The numbers tell their own story: mobile Internet users in India are estimated at 120 million, compared with 100 million who use the Internet on computers. This is in spite of Internet on computers having been around for two decades in the country, while mobile phone data is relatively new. This is further backed by the number of mobile phone users as against landline subscribers: the total subscriber base in the country stands at 964 million, of which 937 million are wireless users.
It isn’t a surprise then that predictions for 2015 from Deloitte’s Technology and Media & Telecommunications India showed an increase in the value of m-commerce-based transactions in India. The figure went from Rs 7,800 crore in 2013-14 to Rs 36,000 crore in 2014-15.

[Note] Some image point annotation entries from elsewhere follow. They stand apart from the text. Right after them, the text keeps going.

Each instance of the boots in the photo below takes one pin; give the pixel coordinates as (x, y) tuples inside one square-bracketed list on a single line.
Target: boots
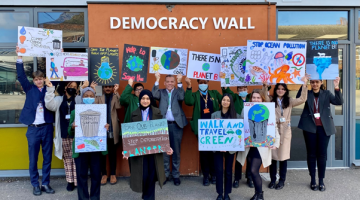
[(258, 196)]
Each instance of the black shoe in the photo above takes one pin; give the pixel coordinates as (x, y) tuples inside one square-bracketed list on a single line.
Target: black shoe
[(250, 183), (314, 187), (177, 181), (47, 189), (271, 185), (37, 191), (258, 196), (280, 185), (235, 184), (206, 181)]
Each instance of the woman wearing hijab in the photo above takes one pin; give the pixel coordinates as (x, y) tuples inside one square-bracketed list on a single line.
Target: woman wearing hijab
[(84, 160), (146, 169), (227, 111), (63, 105)]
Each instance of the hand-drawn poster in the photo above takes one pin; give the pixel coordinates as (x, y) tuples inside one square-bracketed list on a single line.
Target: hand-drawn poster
[(260, 122), (322, 62), (104, 66), (135, 63), (221, 135), (233, 65), (276, 61), (168, 60), (38, 42), (204, 66), (67, 67), (90, 131), (145, 137)]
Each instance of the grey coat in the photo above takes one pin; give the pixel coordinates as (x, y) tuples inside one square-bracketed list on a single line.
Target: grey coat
[(307, 121), (177, 97)]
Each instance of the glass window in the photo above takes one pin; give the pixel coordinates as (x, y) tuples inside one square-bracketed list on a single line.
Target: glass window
[(12, 96), (305, 25), (71, 23), (9, 22)]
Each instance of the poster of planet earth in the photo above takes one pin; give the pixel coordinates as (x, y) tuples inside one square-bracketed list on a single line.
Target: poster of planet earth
[(168, 60)]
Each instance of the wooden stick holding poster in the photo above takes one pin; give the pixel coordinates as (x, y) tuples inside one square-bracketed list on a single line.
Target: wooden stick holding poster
[(276, 61), (204, 66), (322, 61), (221, 135), (259, 124), (104, 66), (135, 63), (145, 137)]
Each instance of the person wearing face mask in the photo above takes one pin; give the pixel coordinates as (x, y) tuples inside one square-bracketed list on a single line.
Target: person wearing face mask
[(40, 127), (205, 103), (62, 106), (283, 108), (146, 169), (317, 123), (89, 159), (256, 156)]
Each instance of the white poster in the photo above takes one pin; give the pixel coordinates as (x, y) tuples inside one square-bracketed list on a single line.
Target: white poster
[(38, 42), (67, 67), (168, 60), (260, 124), (276, 61), (204, 66), (221, 135)]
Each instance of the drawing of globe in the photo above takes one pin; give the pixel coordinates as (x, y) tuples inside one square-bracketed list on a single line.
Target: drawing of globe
[(206, 66), (258, 113), (134, 63), (105, 72), (170, 60)]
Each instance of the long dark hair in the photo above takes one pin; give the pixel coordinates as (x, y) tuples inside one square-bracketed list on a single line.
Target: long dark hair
[(285, 100), (231, 111)]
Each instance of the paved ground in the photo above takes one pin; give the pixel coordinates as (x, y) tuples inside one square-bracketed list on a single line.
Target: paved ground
[(341, 184)]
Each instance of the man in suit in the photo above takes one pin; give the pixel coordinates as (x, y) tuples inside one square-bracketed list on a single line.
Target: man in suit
[(40, 126), (170, 106)]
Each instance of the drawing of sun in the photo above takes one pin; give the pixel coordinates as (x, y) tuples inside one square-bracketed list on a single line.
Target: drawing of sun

“The ‘mobile first’ nature of the Indian Internet user base would further the usage of mobiles as the preferred channel for commerce in the country,” Deloitte said in its report. “Favourable regulatory policies related to access to FDI (foreign direct investment), ease of MNP (mobile number portability), free roaming and decreasing rates have led to a tremendous increase in the mobile subscriber base in the country. With PC penetration languishing in single digits, mobiles become the obvious choice for attaining a wider reach… Deloitte predicts a new breed of service, which touches the daily lives of the consumer, will play a pivotal role in the growth of e/m-commerce in next two years.”
India currently has the third highest population of smartphone users after China and the US. According to research and analysis firm Emarketer, India is all set to overtake the US to become the world’s second largest smartphone market, with over 200 million users by 2016.

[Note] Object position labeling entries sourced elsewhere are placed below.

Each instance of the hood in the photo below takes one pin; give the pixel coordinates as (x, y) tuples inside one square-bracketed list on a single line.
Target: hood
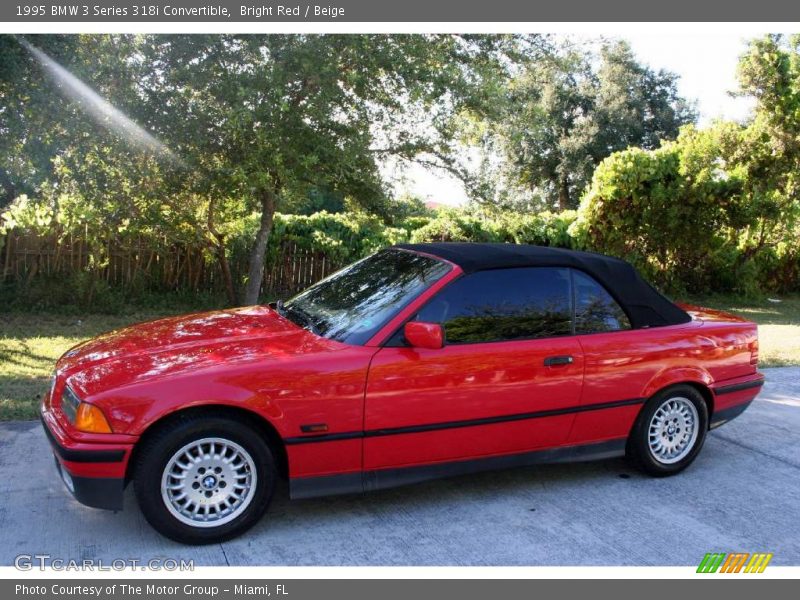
[(185, 343)]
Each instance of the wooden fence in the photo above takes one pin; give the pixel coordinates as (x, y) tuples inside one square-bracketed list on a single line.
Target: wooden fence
[(153, 264)]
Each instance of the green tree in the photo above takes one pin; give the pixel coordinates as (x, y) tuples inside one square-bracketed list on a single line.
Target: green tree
[(266, 118), (563, 115)]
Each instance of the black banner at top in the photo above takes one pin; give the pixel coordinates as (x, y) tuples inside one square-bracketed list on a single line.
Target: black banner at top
[(266, 11)]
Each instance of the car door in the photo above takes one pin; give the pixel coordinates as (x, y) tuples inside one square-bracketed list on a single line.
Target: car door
[(509, 368)]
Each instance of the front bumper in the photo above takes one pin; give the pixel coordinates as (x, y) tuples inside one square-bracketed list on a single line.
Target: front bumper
[(93, 473)]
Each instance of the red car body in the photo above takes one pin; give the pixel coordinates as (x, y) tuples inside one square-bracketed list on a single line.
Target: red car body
[(350, 418)]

Highlighting the importance of m-commerce in the country, 98 per cent of the respondents in a recent survey by mobile e-commerce platform StoreHippo said creating a mobile website or app for a company’s online store was a must for the “success of any business today”. About 120 companies participated in the survey.
It is for that kind of success that e-commerce players are putting all their might into technology acquisition. This will be critical for staying ahead in business and inching towards profitability. Snapdeal’s recent acquisition of FreeCharge – at an estimated $450 million – is just an example of how much technology matters to win the e-commerce game on mobile devices.